Farrell: The World As I See It

Gee, I don't think so...

The National Association of Business Economists- and don't we all want to be part of that convention at party time! - issued a report the other day that doesn't ring true to me. In the release the NABE said the ten year Treasury yield will be 4.3% by the end of next year, which would be up about a full percentage point from where it is now. I suppose there is a chance of that happening if the world decides it doesn't want to fund our deficit without higher rates. But they also said there would be four rate hikes by the Federal Reserve next year. I have mentioned that Soleil's Chief Economic Advisor, former Fed Governor Lyle Gramley, feels that it will be at least a year before any Fed rate hikes. Emphasis on the "at least." With such enormous amounts of unused capacity (and capacity utilization will be announced this Friday and is expected to be poor at best at under 70%), and unemployment likely to go above 10% soon, it is hard to conjure up the case for higher rates. If the Fed were to take on defense of the dollar which is a whole other conversation then rates could move up, but they have made it clear that is not going to happen.

The other pieces worth noting out of the NABE report were that "core" CPI (that's the ex food and energy number) will be 1.5% for 2010. We would guess a bit lower than that.
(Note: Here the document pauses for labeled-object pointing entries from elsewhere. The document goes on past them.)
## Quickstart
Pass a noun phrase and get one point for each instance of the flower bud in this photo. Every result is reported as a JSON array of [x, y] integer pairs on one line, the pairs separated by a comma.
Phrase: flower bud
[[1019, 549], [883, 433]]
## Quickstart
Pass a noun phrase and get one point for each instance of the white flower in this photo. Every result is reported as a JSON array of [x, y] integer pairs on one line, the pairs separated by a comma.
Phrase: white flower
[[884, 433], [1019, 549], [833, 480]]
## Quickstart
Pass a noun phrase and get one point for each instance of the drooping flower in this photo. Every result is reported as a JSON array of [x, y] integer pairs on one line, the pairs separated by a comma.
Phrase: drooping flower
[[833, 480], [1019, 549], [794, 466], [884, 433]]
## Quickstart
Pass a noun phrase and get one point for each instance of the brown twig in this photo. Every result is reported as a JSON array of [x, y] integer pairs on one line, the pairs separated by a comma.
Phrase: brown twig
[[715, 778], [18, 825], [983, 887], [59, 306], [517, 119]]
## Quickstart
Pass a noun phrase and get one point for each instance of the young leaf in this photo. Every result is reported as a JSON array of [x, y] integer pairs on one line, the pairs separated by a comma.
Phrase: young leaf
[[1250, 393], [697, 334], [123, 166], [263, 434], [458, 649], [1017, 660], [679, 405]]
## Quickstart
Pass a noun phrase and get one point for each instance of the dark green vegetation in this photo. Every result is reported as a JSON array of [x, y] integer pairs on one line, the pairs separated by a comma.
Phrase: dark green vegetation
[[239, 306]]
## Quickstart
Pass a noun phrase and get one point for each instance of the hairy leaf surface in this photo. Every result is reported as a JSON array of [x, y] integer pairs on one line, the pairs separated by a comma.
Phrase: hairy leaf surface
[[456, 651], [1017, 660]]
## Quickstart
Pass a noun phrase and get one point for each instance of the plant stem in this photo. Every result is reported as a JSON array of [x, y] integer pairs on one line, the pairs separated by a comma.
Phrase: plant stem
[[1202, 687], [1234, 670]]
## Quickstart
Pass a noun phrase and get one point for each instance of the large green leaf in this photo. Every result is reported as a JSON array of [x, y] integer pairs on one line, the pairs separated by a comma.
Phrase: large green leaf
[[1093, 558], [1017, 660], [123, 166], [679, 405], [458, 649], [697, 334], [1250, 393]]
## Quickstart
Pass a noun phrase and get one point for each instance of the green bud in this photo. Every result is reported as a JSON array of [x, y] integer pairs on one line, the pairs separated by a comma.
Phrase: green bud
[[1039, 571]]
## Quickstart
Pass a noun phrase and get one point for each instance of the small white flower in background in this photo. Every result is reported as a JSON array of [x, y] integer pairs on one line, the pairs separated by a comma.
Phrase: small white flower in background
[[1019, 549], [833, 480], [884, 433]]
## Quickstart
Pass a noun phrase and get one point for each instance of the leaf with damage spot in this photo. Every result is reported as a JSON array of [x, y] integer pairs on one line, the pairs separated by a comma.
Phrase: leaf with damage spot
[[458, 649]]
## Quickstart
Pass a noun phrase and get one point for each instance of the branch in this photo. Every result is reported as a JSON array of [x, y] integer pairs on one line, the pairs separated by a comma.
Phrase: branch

Unemployment will go above 10% but finish next year at about 9.5% and we can only hope that number starts to decline soon. There probably will soon be an extension of unemployment benefits by Congress as it is guessed that one million people out of work will run out of benefits by the end of the year. That would be a desperate situation and an unemployment check is small relief but it is at least something.

Can it be? China saw one million car sales last month and that is the first time that has happened. If Emerging Markets continue to recover than OPEC's recent estimate that oil demand will rise by 700,000 barrels a day in 2010 could well be accurate. Currently oil fundamentals look bearish to me with worldwide inventories more than adequate and OPEC non compliance pumping more oil than is needed right now. The price of oil is reacting to the falling dollar, as is the price of gold, but OPEC feels secure in saying " The world economy is showing signs of recovery." It absolutely is but I would guess without the U.S firing on more pistons than currently the oil minister of Kuwait might be more right when he said the other day that "$60 to $80" is the right price. I noticed that Goldman Sachs sees $85 oil by the end of this year.

  • Strong China Trade Figures Point to Recovery

The New York Times Financial section reported that the British government is proposing to sell "a range of government owned assets, including its share of the Channel Tunnel to raise money to help plug the country's huge budget deficit." Said deficit is expected to reach 12% of gross domestic product, which, sadly, is the area we find our deficit to hover. With that in mind, pull out Tuesday's Wall Street Journal and read Zachary Karabell's piece "Deficits and the Chinese Challenge." Briefly, cash strapped Britain turned to the US in 1946 to help bail out its disastrous finances. The U.S used the opportunity to unseat Great Britain as the principal financial force it had once been. It is scary to consider the historical parallels between then and our current financial dependence upon China. We cannot, Zachary writes, assume "that because (we) have been a dominant nation on the world stage, it must continue to be so. That is a recipe for becoming Britain." It is a must read piece.

We are at last into the teeth of earnings season. Intel reported after the close on Tuesday following Johnson and Johnson's pre-opening report. Intel handily beat estimates and the stock rose in afterhours trading. The best piece of the announcement as I see it was the substantial rise in gross margins. Revenues were as predicted but cost control was so rigid that more fell to the bottom line than was expected. In addition to looking for revenue growth now and in the coming quarters it will be interesting to see if more companies exhibit Intel's cost control. American companies exited the last recession in lock down mode and never really expanded employment. Any increase in demand is going to flow to the bottom line in great big gobs. Large multinational companies with significant revenues overseas - like Intel - will begin to benefit from the weak dollar as favorable translations back to the dollar boost bottom lines. That is one of the benefits of a falling currency. For my money it is outweighed by the inflationary risks of a depreciating dollar and by the enormous risk that foreign appetites for our financial assets will inevitably fade if the currency continues down.